Giter Club home page Giter Club logo

onsdigital.es-disclosure-sg's Introduction

es-disclosure

The disclosure module allows the user to specify the steps which they wish to run against the data. e.g. 1, 2, 5. Currently Stages 1, 2, 5 are implemented but 3 & 4 are currently in development and are present as mocks.

The disclosure methods relies on their being several aggregations produced by the previous step. Refer to aggregation for more information.

Wrangler

Disclosure utilises a single wrangler to orchestrated which method stages are triggered. This is specified via the disclosure_stages runtime variable.

Common Environment Variables

Each wrangler has these variables:
bucket_name: - The name of the bucket used to store data.
method_name: - The method that this wrangler calls.

Runtime variables

These are the runtime variables that need to be present for the module to work correctly.
disclosivity_marker: - Marks if the data is disclosive or not.
publishable_indicator: - Marks if the data should be published or not.
explanation: - The reason why something has been marked as disclosive.
total_column: - The name which is used for the total column in aggregation.
parent_column: - The name of the reference of the parent company
threshold: - The threshold used in the calculation of one of the disclosure calculations.
cell_total_column: - The name given to the cell total column.
top1_column: - The name of the column that holds the largest contributor cell.
top2_column: - The name of the column that holds the second largest contributor cell.
stage5_threshold: - The threshold used in the calculation of one of the disclosure calculations.
disclosure_stages: - The stages of disclosure you wish to run e.g. 1, 2, 5.
in_file_name: - The default input file name to get from s3 (this is the previous methods out_file_name).
out_file_name: - The path and name of the file you wish to save the csv as.
sns_topic_arn: - The sns topic to send summary information to.

General process:

  • Collect the data from s3
  • Turn input data into dataframe
  • Pass input dataframe to the appropriate method
  • Send returned data from method to s3
  • Send summary info to sns.

Methods

The methods perform the actual disclosure calculation. Each contains a method called disclosure which contains an apply() method to apply a given test to each row of the dataframe.

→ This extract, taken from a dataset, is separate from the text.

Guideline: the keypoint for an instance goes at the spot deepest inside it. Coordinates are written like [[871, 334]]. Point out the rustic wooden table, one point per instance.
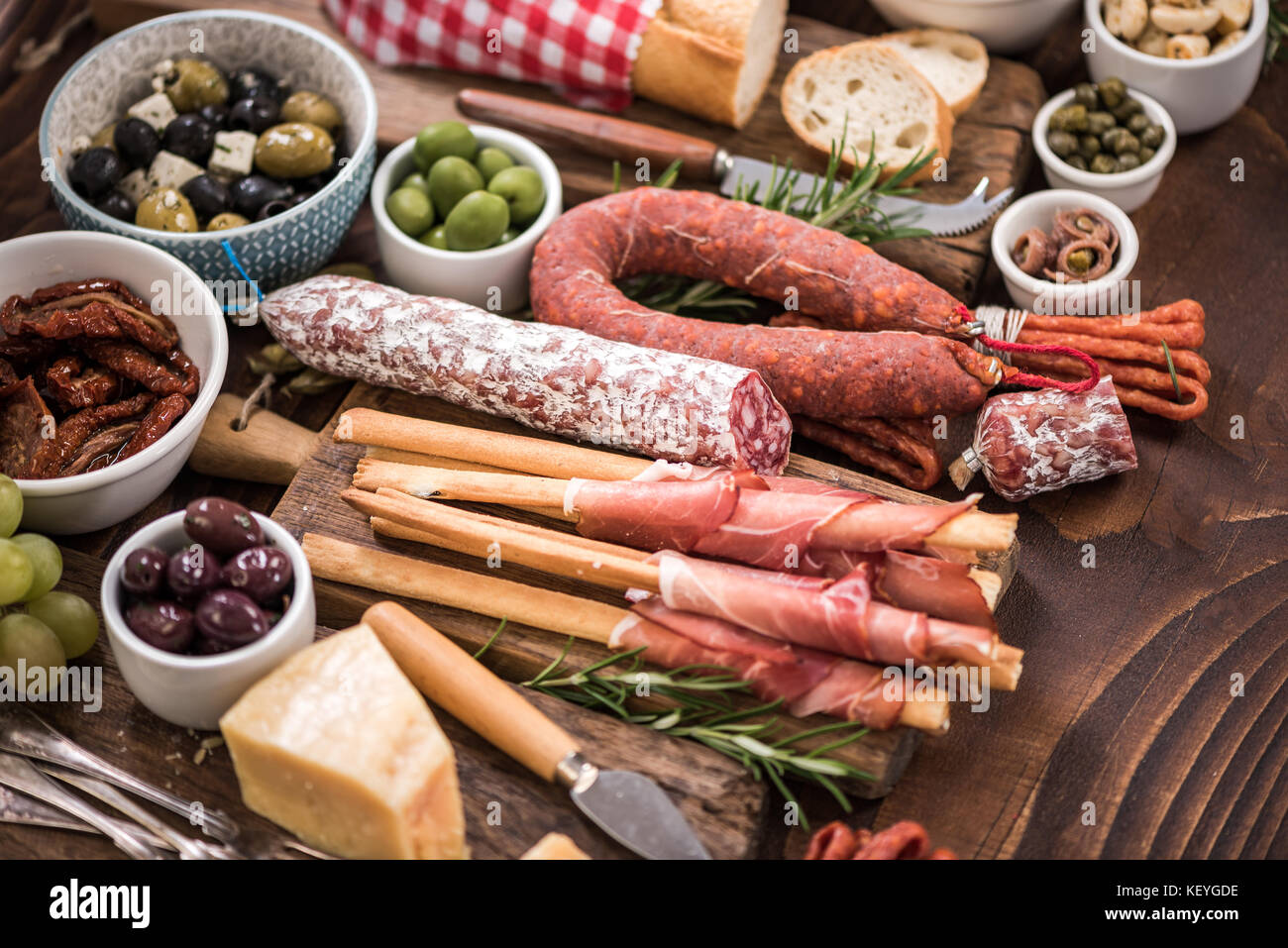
[[1127, 700]]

Once applied, the dataframe is returned.

Stage 1

Name of Lambda:

stage1_method

Intro:

Checks whether the total for the cell is 0 or rounded to 0

Inputs:

data: input data.
disclosivity_marker: The name of the column to put 'disclosive' marker.
publishable_indicator: The name of the column to put 'publish' marker.
explanation: The name of the column to put reason for pass/fail.
cell_total_column: The name of the column holding the cell total.
total_columns: The names of the columns holding the cell totals.
contributor_reference: The name of the column holding the contributor id.

Outputs:

final_output: Dict containing either:
{"success": True, "data": < stage 1 output - json >}
{"success": False, "error": < error message - string >}

Stage 2

Name of Lambda:

stage2_method

Intro:

Checks whether the number of different ent refs in a cell is at least as much as a certain threshold.

Inputs:

data: input data.
disclosivity_marker: The name of the column to put 'disclosive' marker.
publishable_indicator: The name of the column to put 'publish' marker.
explanation: The name of the column to put reason for pass/fail.
parent_column: The name of the column holding the count of parent company.
threshold: The threshold above which a row is not disclosive.
total_columns: The names of the column holding the cell totals. Included so that correct disclosure columns used.
contributor_reference: The name of the column holding the contributor id.

Outputs:

final_output: Dict containing either:
{"success": True, "data": < stage 2 output - json >}
{"success": False, "error": < error message - string >}

Stage 3

N/A

Stage 4

N/A

Stage 5

Name of Lambda:

stage5_method

Intro:

Not including the specifics of this test as it may be considered sensitive

Inputs:

data: input data.
disclosivity_marker: The name of the column to put 'disclosive' marker.
publishable_indicator: The name of the column to put 'publish' marker.
explanation: The name of the column to put reason for pass/fail.
cell_total_column: The name of the column holding the cell total.
top1_column: The name of the column largest contributor to the cell.
top2_column: The name of the column second largest contributor to the cell.
total_columns: The names of the columns holding the cell totals. Included so that correct disclosure columns used.
contributor_reference: The name of the column holding the contributor id.

Outputs:

final_output: Dict containing either:
{"success": True, "data": < stage 5 output - json >}
{"success": False, "error": < error message - string >}

onsdigital.es-disclosure-sg's People

Contributors

ajorpheus avatar dom-ford avatar glanvl avatar jordancooke avatar kingmushroom avatar krisrogos avatar mkeating avatar piwington avatar rhodriguerrier avatar

Recommend Projects

  • React photo React

    A declarative, efficient, and flexible JavaScript library for building user interfaces.

  • Vue.js photo Vue.js

    ๐Ÿ–– Vue.js is a progressive, incrementally-adoptable JavaScript framework for building UI on the web.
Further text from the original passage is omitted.